Development, which in nature is a quiet unfolding, is in
Spirit a hard, infinite struggle against itself. What Spirit
wants is to attain its own concept. But it hides it from
itself and is proud and full of enjoyment at this alienation
from itself.
Historical development, therefore, is not the harmless
and unopposed simple growth of organic life but hard,
unwilling labor against itself. Furthermore, it is not mere
formal self-development in general, but the production of an
end of determined content. This end we have stated from the
beginning: it is Spirit in its essence, the concept of
freedom. This is the fundamental object and hence the
leading principle of development. Through it the development
receives meaning and significance--just as in Roman history
Rome is the object and hence the guiding principle of the
inquiry into past events. At the same time, however, the
events arise out of this object and have meaning and content
only with reference to it.
There are in world history several large periods which
have passed away, apparently without further development.
Their whole enormous gain of culture has been annihilated
and, unfortunately, one had to start all over from the
beginning in order to reach again one of the levels of
culture which had been reached long ago--assisted, perhaps,
by some ruins saved of old treasures--with a new,
immeasurable effort of power and time, of crime and
suffering. On the other hand, there are continuing
developments, structures, and systems of culture in
particular spheres, rich in kind and well-developed in every
direction. The merely formal view of development can give
preference neither to one course nor the other; nor can it
account for the purpose of that decline of older periods. It
must consider such events, and in particular such reversals,
as external accidents. It can judge the relative advantages
only according to indefinite viewpoints--viewpoints which
are relative precisely because development in general
is viewed as the one and only purpose.
World history, then, represents the phases in the
development of the principle whose content is the
consciousness of freedom. The analysis of its stages in
general belongs to Logic. That of its particular, its
concrete nature, belongs to the Philosophy of Spirit. Let us
only repeat here that the first stage is the immersion of
Spirit in natural life, the second its stepping out into the
consciousness of its freedom. This first emancipation from
nature is incomplete and partial; it issues from immediate
naturalness, still refers to it, and hence is still
encumbered by it as one of its elements. The third stage is
the rising out of this still particular form of freedom into
pure universality of freedom, where the spiritual essence
attains the consciousness and feeling of itself. These
stages are the fundamental principles of the universal
process. Each is again, within itself, a process of its own
formation. But the detail of this inner dialectic of
transition must be left to the sequel.
All we have to indicate here is that Spirit begins with
its infinite possibility, but only its possibility.

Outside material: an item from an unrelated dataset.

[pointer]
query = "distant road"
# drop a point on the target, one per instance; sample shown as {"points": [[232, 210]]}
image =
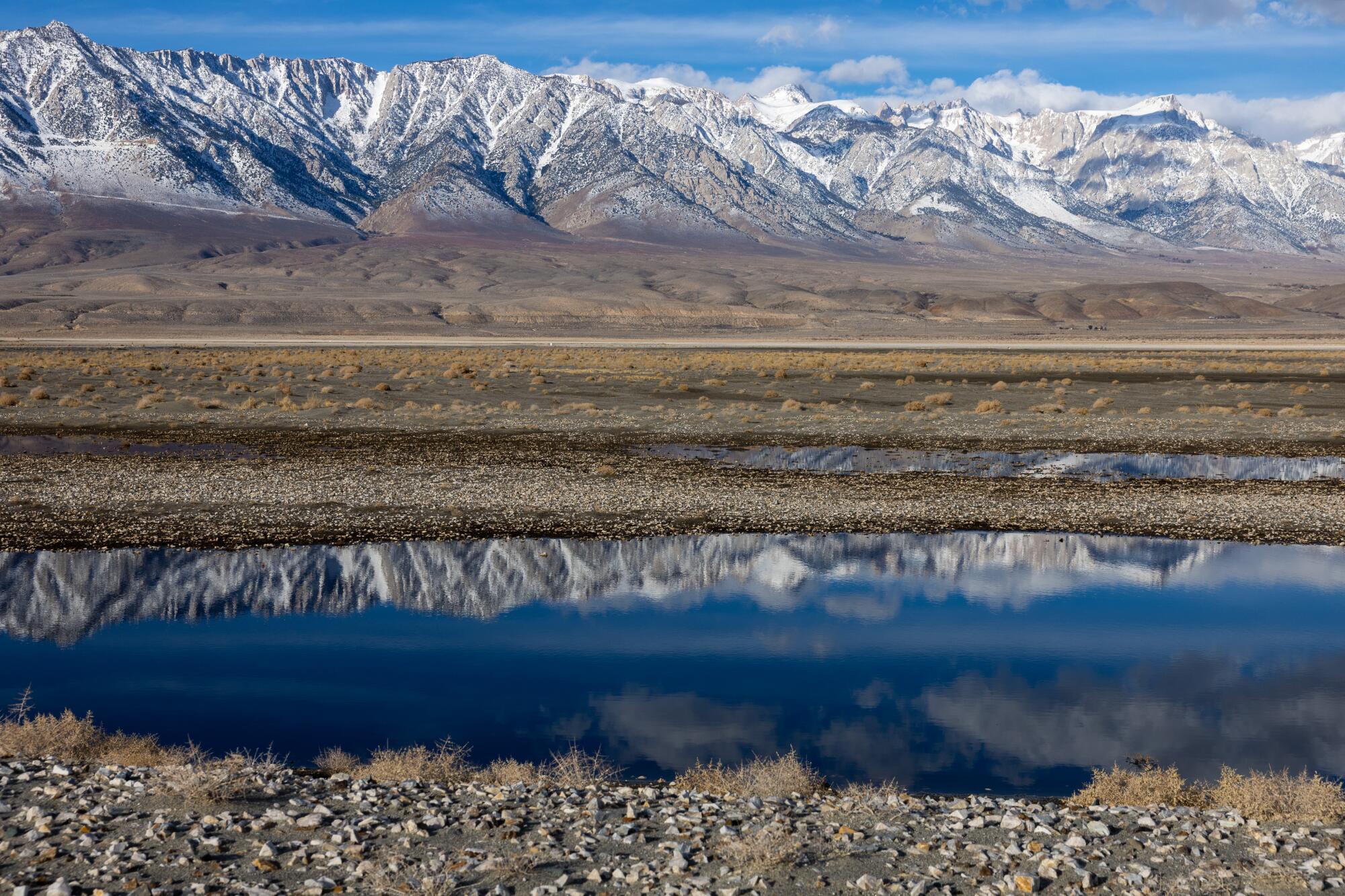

As such it contains its absolute content within itself, as
its aim and goal, which it attains only as result of its
activity. Then and only then has Spirit attained its
reality. Thus, in existence, progress appears as an advance
from the imperfect to the more perfect. But the former must
not only be taken in abstraction as the merely imperfect,
but as that which contains at the same time its own
opposite, the so-called perfect, as germ, as urge within
itself. In the same way, at least in thought, possibility
points to something which shall become real; more precisely,
the Aristotelian dynamis is also potentia,
force and power. The imperfect, thus, as the opposite of
itself in itself, is its own antithesis, which on the one
hand exists, but, on the other, is annulled and resolved. It
is the urge, the impulse of spiritual life in itself, to
break through the hull of nature, of sensuousness, of its
own self-alienation, and to attain the light of
consciousness, namely, its own self.